A la recherche d’artistes oubliés et de talents inconnus de la scène folk et blues, Chris Strachwitz, fondateur du label Arhoolie parcourt les campagnes du Texas. Il découvre et enregistre Mance Lipscomb. C’est l’un des derniers représentants des songsters du XIXe siècle au riche répertoire de ballades, valses, polka, reels, two-steps et chansons au goût du jour. Lipscomb dit lui-même que son père, fin violoniste, n’avait jamais entendu ou joué un blues avant que ce style n’arrive du Mississippi dans les années 30. Il insiste d’ailleurs pour se définir comme un songster et non comme un guitariste ou un chanteur de blues.

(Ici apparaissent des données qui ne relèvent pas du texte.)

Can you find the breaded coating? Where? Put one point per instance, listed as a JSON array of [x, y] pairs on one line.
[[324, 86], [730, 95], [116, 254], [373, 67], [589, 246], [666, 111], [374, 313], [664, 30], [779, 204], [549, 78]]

L’enregistrement a lieu à Navasota, le 11 août 1960, sous la direction de Chris Strachwitz et du musicologue Mack McCormick. Il n’y a qu’à puiser dans la vaste mémoire de Mance  Lipscomb qui connaît plus de 350 titres. Le producteur californien privilégie cependant le blues pour ce premier enregistrement. Lipscomb a vécu et travaillé à Houston entre 1956 et 1958 où il a fréquenté Sam Lightnin’ Hopkins auprès de qui il a enrichi son répertoire en ce domaine. Quatorze chansons sont retenues pour cette session.
La première face aligne les standards: ‘Going Dow Slow’, ‘Baby Please Don’t Go’,  ‘Rock Me All Night Long’, ‘Jack O’Diamonds’, la voix est claire et légère, le chant est dynamique. Seul à la guitare, Lipscomb joue une ligne de basse continue, développant sur les cordes aiguës un jeu d’une habileté et d’une fluidité étonnante. La seconde face s’ouvre sur ‘Shake, Shake, Mama’, suivi de ‘Ella Speed’, ‘One Thin Dime’, titres interprétés dans un fingerpicking éblouissant. Suit une version toute personnelle de ‘See See Rider’. Le musicien fait preuve d’une réelle décontraction et d’une parfaite maîtrise de son art. Les titres s’enchaînent avec aisance, laissant percer le plaisir de l’interprète. Le disque se clôt en apothéose sur ‘Bout A Spoonful’ où la virtuosité du guitariste s’exprime dans toute sa finesse.

Le 3 novembre 1960, 250 copies de Texas Sharecropper And Songster, premier 33-tours Arhoolie, sortent de l’usine. Ce disque révèle alors un musicien exceptionnel qui aurait pu rester dans l’anonymat le plus total. La sobre photo de la pochette et un livret rédigé par Mack McCormick en disent un peu plus sur l’homme. D’autres enregistrements verront heureusement le jour, et Lipscomb se produira sur différentes scènes.